The Two Most Iconic Logos in Auto Racing Part 2

stpBy David G. Firestone

If you were into grunge in the 1990’s, the name Stone Temple Pilots is very familiar to you. Dean DeLeo, Robert DeLeo, Eric Kretz, Scott Weiland met in San Diego and in 1986, began using the name Mighty Joe Young, after a 1949 movie. When informed that Mighty Joe Young had been claimed by Chicago Blues singer Joseph Young, the band needed a new name. As children of the 1970’s, they had seen STP stickers on motorcycles, and other various places, so they took that abbreviation and started calling themselves the Stone Temple Pilots.

Indeed those stickers were iconic, but I doubt if The DeLeos, Kretz and Weiland understood the meaning behind that STP logo they liked so much. Indeed, many people know the logo, but many don’t know the meaning behind it. STP stands for Scientifically Treated Petroleum. It was invented in 1953 by three businessmen, who started selling it out of the trunk of their car. It was so effective, that auto racing teams came calling for it. STP grew from there, not only designing products to help drivers, both in racing and on the road, but sponsoring teams in racing.

The STP logo was part of the first can design, and has remained unchanged. That logo, which was seen on the sides of race cars, was turned into decals. Those decals sold in droves. The red oval with blue and white STP on it, with THE RACER’S EDGE simply looked cool, and the decals turned up on cars, motorcycles, locker doors, and dozens of other places. Many people bought the decal, some, I’m convinced, didn’t know anything about the product.

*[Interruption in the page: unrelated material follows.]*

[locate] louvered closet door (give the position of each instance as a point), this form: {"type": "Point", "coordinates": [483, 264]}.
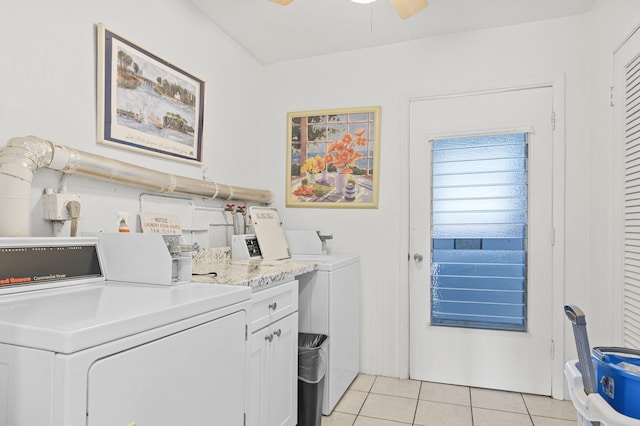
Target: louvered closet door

While many drivers ran the STP red oval, it’s become attached to one particular car. It was a partnership that transcended the barriers of time, and is just as iconic as the logo. It began at rhe 1971 Winston Golden State 400 at Riverside, on June 20, 1971, when STP started sponsoring the #43 car of Richard Petty. Driving a blue 1971 Plymouth Road Runner, Petty started second, but due to engine issues only ran 110 of the 153 laps, finishing 13th. Though it seemed insignificant at the time, this would be the beginning of a long partnership between Petty and STP, which would result in 4 Sprint Cup Championships and 60 of Petty’s 200 victories.

With STP, the brand identity is more important than the brand itself, it seems. Many different racing equipment and additive companies are in business today, some longer than STP, but very few still use their original logo, and fewer still have had that logo prove so, not only iconic, but influential as well. The STP logo will NEVER change, and it shouldn’t change.


1 thought on “The Two Most Iconic Logos in Auto Racing Part 2

  1. I grew up in Des Plaines, IL and in the mid 60’s some kid figured out if you rode your bike to the STP HQ the nice lady at the front desk would give you some stickers if you answered one question. I did it once and I recall it was a serious, scary right along the highway ride. But my Stingray made it and I knew the answer was “scientifically treated petroleum.” The nice lady pulled a few of the coveted stickers out of a drawer and asked me who the CEO and head of their racing program was. What? What? All I could come up with was Andy but that was enough. I still have one sticker that I found in one of my old books.